Pero algo me dice que Berlín saldrá adelante. Esta es, después de todo, una ciudad que sobrevivió a la experiencia cercana a la muerte de los bombardeos aliados y estar en la primera línea de la Guerra Fría, dividida en dos por un muro de 4 metros de altura durante 28 años.

A pesar de todo, sigue siendo, en palabras de un amigo irlandés mío que ha vivido aquí por más de dos décadas, la “mayor colección de ovejas negras” del mundo. Es un santuario para renegados y disidentes de todas las persuasiones, que conviven benignamente con sus vecinos más burgueses. A pesar del aumento del costo de vida aquí, todavía parece estar lleno de gente creativa haciendo no se sabe qué pero siempre pareciendo estar pasando el mejor momento de sus vidas.

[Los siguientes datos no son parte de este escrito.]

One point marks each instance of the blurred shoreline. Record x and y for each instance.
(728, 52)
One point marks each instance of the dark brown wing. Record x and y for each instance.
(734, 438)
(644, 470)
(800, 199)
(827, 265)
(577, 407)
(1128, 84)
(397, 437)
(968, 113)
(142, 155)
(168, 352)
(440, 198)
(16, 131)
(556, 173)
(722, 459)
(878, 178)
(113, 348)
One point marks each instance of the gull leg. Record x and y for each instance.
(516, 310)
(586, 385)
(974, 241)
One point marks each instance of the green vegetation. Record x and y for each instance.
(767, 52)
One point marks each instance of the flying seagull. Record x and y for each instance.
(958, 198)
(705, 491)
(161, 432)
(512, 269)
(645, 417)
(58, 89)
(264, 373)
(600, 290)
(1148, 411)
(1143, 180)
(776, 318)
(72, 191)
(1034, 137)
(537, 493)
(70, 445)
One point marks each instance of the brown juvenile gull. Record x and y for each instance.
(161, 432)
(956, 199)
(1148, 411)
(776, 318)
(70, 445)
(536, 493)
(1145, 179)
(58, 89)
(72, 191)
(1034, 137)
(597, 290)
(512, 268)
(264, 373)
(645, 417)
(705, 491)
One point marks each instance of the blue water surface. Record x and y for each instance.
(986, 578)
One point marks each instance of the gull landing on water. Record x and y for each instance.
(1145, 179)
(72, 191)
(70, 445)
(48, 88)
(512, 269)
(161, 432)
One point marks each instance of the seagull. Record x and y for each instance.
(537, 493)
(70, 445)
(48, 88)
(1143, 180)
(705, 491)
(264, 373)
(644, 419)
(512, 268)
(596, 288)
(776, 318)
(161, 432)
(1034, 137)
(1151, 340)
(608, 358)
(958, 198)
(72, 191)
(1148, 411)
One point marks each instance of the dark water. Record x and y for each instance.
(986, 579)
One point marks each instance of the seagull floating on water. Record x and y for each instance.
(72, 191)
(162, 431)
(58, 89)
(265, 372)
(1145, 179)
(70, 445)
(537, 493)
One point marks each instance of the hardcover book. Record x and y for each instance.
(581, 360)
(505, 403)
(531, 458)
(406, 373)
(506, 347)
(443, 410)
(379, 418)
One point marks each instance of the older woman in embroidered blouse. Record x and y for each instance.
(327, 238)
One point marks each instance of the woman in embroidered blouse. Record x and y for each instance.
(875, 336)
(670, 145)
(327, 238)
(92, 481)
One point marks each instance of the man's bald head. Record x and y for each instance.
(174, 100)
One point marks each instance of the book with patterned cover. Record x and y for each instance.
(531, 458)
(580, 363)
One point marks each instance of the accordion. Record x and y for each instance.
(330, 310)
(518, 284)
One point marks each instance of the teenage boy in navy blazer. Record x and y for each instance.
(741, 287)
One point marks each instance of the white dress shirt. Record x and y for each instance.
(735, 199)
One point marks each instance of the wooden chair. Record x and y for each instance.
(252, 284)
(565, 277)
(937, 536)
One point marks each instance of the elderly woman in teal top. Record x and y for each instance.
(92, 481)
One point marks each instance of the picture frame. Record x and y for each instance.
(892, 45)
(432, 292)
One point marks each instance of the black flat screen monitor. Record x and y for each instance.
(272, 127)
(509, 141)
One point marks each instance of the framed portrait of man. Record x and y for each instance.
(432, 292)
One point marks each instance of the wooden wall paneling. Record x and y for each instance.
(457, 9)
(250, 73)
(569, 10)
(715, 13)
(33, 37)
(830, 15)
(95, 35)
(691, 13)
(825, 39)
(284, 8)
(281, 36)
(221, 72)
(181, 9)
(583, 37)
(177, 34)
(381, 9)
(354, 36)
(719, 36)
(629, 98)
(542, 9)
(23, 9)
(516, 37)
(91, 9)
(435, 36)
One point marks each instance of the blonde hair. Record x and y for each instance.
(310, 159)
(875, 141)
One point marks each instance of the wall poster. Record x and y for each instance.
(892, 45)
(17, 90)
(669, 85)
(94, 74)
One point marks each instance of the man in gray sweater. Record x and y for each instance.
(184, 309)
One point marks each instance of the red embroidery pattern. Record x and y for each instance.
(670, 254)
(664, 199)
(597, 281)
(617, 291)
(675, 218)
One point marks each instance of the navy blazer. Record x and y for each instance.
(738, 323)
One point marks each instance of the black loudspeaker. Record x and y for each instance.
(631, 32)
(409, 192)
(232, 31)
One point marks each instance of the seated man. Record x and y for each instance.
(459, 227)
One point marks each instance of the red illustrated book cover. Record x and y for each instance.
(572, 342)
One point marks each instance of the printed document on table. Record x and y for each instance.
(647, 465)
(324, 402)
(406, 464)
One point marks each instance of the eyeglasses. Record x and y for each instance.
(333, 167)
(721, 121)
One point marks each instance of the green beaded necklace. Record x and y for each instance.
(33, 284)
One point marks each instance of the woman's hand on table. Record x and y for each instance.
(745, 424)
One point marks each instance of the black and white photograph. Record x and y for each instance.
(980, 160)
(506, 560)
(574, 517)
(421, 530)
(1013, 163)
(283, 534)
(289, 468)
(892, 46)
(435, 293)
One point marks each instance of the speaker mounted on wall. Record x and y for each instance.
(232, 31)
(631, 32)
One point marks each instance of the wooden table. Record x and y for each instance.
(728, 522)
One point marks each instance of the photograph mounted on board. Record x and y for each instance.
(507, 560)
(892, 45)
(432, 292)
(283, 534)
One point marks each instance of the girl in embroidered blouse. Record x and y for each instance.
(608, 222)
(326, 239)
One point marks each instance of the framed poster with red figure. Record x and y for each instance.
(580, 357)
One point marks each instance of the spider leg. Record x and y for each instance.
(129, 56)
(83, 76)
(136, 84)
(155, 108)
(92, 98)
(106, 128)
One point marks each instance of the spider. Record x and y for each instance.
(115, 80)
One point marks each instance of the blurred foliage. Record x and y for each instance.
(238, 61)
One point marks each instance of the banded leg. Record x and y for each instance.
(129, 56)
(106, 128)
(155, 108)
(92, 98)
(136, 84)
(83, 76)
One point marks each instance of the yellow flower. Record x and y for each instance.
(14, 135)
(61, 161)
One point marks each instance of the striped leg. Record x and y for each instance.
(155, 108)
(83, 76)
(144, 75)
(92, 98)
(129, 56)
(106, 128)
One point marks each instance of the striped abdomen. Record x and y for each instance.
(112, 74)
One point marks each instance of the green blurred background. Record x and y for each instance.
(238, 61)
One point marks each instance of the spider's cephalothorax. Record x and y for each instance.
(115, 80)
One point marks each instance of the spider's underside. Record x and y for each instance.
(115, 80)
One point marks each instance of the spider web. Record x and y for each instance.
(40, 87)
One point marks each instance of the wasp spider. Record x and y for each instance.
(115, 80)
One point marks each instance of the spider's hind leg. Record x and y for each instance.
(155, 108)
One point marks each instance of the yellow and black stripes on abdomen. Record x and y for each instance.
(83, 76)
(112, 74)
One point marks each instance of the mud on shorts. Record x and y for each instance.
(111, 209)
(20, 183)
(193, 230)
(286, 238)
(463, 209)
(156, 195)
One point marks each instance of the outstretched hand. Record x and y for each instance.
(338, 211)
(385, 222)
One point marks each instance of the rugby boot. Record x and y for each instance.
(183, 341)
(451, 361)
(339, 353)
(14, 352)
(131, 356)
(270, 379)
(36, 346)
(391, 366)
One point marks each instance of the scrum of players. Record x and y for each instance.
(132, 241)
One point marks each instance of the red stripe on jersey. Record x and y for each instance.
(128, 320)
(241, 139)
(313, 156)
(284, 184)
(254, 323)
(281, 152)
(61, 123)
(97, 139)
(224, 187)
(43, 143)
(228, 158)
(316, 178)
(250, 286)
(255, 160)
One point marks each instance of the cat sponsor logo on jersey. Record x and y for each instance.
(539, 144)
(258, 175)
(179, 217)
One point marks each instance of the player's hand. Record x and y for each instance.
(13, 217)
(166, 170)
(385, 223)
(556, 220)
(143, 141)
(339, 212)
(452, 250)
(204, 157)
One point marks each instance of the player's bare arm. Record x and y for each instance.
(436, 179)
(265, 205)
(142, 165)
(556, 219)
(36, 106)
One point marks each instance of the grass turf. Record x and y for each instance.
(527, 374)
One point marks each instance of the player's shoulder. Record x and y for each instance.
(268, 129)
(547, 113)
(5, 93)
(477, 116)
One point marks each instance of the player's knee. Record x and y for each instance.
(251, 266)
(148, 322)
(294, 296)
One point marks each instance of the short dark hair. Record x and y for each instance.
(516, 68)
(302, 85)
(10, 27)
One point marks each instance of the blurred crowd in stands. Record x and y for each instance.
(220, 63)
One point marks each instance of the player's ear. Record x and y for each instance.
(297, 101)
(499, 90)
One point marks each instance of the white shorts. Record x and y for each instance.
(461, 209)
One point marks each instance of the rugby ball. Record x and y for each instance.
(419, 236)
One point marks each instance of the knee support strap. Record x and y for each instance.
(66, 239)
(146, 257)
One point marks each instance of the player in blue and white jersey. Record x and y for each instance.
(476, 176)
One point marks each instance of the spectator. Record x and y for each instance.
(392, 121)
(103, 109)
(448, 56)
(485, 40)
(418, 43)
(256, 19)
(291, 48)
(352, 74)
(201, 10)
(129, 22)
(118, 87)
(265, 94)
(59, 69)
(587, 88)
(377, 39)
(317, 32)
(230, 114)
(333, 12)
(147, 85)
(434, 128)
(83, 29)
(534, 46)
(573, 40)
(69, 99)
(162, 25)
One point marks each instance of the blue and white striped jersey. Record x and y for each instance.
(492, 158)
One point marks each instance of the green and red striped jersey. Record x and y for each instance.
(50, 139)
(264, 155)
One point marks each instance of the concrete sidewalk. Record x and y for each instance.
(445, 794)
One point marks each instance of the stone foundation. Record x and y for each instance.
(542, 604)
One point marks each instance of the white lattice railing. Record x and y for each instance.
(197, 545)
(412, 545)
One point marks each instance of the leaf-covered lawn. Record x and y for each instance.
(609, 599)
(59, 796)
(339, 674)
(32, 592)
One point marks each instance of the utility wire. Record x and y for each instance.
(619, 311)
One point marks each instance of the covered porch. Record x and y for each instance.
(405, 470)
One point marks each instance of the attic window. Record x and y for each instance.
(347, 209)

Y como cualquier persona navegando por sus innumerables obras en construcción sabe, también es un lugar de inmensa potencialidad. Como escribió famosamente el crítico de arte Karl Scheffler en 1910: es una ciudad “condenada a seguir convirtiéndose, y nunca ser”. Cuando finalmente aborde el avión para salir de aquí después de casi una década en esta ciudad, será esa “capacidad de convertirse” lo que más extrañaré.